WASHINGTON -- In the budget he delivered Monday, President Bush relies on one source of new money more than any other to pay for his proposals: the trillions of dollars in Social Security funds being set aside for the start of the baby boomers' retirement.
Although Bush and his aides had warned that the war on terrorism and the need for homeland defense would require dipping into the Social Security surplus and running deficits for a few years, the dimensions of what the White House had in mind were not apparent until the unveiling of the $2.13 trillion spending plan for fiscal 2003. The measure took the breath away from some Democrats and independent analysts.
"The president is requiring the use of Social Security to pay for the normal operations of government," said Robert D. Reischauer, president of the nonpartisan Urban Institute and a Washington budget veteran. "That's the most significant, and largely unrecognized, change he's making."
Citigroup vice chairman and former Clinton administration Treasury secretary Robert Rubin said: "This country is ill-served by abandoning fiscal discipline, and this (budget) abandons fiscal discipline.

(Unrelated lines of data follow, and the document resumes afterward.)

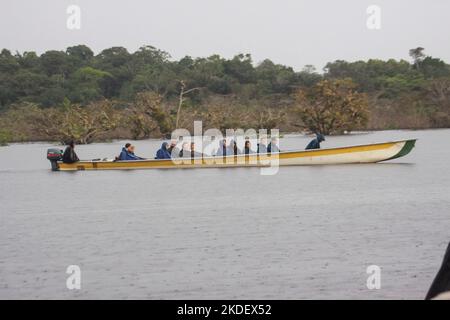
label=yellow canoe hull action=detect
[52,140,416,171]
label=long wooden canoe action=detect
[48,139,416,171]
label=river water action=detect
[0,130,450,299]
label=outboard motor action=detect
[47,148,63,171]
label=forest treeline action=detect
[0,45,450,143]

It's the opposite of what was accomplished in the 1990s."
To be sure, that opinion was not universally shared, and no one claimed there was any danger to current retirees' benefits. Former Sen. Daniel P. Moynihan, D-N.Y., who co-chaired a recent commission on Social Security for Bush, said, "My own view is that this is a war budget. This is a national emergency and the president is responding."
Still, many analysts expressed surprise, both at the extent of deficits in the new Bush budget and its extensive use of Social Security money to cover them. What most surprised them:
-Far from running only a few years of deficits, the new budget assumes that the government's so-called "on-budget" spending, which covers everything from maintaining a military to subsidizing Amtrak, will run $150 billion or more in the red each year for the next decade, according to documents and White House officials.

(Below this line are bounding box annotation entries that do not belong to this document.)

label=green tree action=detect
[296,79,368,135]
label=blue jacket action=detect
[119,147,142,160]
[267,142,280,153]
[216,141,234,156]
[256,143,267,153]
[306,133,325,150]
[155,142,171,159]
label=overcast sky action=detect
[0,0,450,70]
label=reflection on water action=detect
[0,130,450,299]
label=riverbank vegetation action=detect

-Instead of covering the bulk of the costs with expanding income-tax revenues that can be expected with the resumption of economic growth, the plan relies heavily on Social Security money to nudge the overall budget -- which includes on- and off-budget spending, such as payments to retirees -- into the black by 2005.
-Although Bush argues that the chief reason the nation must run in the red is to pursue the war on terror, his budget calls for new tax cuts -- over and above the 10-year, $1.3 trillion package approved last year -- equal to or greater than the new defense spending he seeks. The plan includes $590 billion in added tax cuts over 10 years, but only $550 billion in new defense spending.
"Everybody concedes that deficit spending, if it is in response to an emergency like Sept. 11, is not a bad thing," said Robert Bixby, executive director of the anti-deficit Concord Coalition. "But what's astounding is that this goes way beyond what was (once) a strong political consensus to save the Social Security surpluses."
In fact, before the September attacks, the president was at the center of that consensus. In an address to a joint session of Congress a year ago, he declared that "to make sure the retirement savings of America's seniors are not diverted in any other program, my budget protects all ... of the Social Security surplus for Social Security, and for Social Security alone." His pledge was considered critical to winning congressional passage of his $1.3 trillion tax cut.
But Bush and his aides appear to have decided that they cannot pursue their new military and homeland defense goals, protect the president's already approved tax cuts and maintain the Social Security surplus.
In part, that's because there is no immediate danger to retirees' checks. The system expects to collect more than $700 billion in revenues this fiscal year and pay out only about $470 billion in benefits. But analysts warn that failure to keep running surpluses and paying off federal debt will leave the country in a painful bind as baby boomers retire in growing numbers, and it will burden the smaller generation of workers that follows with rising Social Security tax costs.